Question écrite n° 31345 de M. François Marc (Finistère - SOC)

publiée dans le JO Sénat du 22/02/2001 - page 631

M. François Marc attire l'attention de M. le ministre de l'intérieur sur le mécanisme de compensation aux collectivités mis en place dans le cadre de la loi organisant la suppression progressive de la part salariale dans l'assiette de la taxe professionnelle. Une instruction de la direction générale des impôts stipule que dans le cas d'une délocalisation d'entreprise d'une collectivité vers une autre, commune ou intercommunalité dans le cas d'un régime fiscal de taxe professionnelle unique, les compensations liées à la suppression progressive de la part salariale restent définitivement acquises à la collectivité d'origine (jusqu'en 2003 puis lorsque la compensation sera incluse dans la DGF, dotation globale de fonctionnement). Il semble que ce mécanisme de compensation génère des effets pervers importants dans le cas des délocalisations d'entreprises, particulièrement les entreprises à forte main-d' oeuvre, car l'assiette du dédommagement est en fait figée dans le temps et dans l'espace. Les effets pervers se répercutent ainsi à deux niveaux : pour les collectivités, l'intérêt d'accueillir ce type d'entreprise est objectivement amoindri en termes strictement financiers. Cette situation risque dès lors de porter atteinte au potentiel de développement local, même s'il demeure que la collectivité peut y trouver des effets induits positifs.
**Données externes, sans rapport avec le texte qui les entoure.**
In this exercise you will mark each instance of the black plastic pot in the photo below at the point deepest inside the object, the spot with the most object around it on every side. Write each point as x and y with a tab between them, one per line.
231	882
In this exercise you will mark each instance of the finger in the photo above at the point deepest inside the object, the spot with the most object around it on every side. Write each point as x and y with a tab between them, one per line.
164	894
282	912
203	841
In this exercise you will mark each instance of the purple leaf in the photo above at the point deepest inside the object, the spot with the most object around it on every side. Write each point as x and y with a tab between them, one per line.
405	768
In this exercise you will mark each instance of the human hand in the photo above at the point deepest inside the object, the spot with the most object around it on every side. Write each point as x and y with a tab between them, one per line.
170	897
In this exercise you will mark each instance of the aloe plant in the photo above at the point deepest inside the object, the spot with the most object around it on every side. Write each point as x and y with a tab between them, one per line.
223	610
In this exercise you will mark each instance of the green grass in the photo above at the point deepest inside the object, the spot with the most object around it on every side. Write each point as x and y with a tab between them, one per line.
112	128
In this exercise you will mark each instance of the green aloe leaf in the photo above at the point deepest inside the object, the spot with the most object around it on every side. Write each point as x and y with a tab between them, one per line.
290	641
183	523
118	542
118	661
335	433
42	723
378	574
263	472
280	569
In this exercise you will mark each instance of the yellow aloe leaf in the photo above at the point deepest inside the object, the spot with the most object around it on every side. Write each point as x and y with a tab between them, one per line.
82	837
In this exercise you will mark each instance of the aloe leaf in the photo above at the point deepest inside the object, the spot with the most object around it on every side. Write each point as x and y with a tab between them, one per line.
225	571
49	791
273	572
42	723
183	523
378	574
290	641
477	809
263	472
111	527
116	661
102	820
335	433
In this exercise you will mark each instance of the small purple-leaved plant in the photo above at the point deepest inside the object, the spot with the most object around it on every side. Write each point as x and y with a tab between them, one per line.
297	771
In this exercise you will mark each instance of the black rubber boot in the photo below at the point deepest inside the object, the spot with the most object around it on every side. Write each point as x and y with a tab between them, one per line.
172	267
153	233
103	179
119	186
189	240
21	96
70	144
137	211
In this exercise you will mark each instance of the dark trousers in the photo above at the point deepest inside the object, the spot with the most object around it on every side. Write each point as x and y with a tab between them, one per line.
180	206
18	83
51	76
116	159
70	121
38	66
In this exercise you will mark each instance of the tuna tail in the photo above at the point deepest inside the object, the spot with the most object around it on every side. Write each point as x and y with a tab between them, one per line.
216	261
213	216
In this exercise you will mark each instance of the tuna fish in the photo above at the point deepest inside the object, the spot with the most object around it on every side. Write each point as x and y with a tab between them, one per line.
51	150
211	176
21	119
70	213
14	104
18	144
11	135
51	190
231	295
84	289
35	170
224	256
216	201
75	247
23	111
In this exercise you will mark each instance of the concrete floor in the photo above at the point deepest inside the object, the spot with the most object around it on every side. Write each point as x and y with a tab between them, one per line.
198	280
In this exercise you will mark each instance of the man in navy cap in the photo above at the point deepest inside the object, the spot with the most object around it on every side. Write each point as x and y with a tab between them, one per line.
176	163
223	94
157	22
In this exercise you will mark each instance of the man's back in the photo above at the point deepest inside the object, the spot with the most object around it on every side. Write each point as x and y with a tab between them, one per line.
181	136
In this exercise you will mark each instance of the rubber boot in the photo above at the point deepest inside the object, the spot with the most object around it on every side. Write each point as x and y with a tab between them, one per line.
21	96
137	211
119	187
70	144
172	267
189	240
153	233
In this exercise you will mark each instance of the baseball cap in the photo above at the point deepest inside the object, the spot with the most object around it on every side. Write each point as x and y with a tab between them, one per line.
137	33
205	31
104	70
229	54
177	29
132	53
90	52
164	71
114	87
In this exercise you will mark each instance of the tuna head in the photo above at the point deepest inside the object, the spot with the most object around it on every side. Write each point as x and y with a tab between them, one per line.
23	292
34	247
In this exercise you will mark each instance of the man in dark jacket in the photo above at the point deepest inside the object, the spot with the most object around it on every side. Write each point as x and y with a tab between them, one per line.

Pour les entreprises, ce mécanisme risque d'avoir des effets bloquants sur leurs développements si elles ne trouvent plus à se développer sur un territoire et qu'elles se voient refuser l'accès à une autre implantation, faute de compensation pour la collectivité accueillante de la moins-value fiscale liée à la suppression de la part salariale de la taxe professionnelle (TP). Par conséquent, il lui demande d'indiquer si une révision du dispositif actuel est envisageable afin de permettre le transfert des compensations d'une collectivité à l'autre et de pallier ainsi les effets pervers mentionnés ci-dessus.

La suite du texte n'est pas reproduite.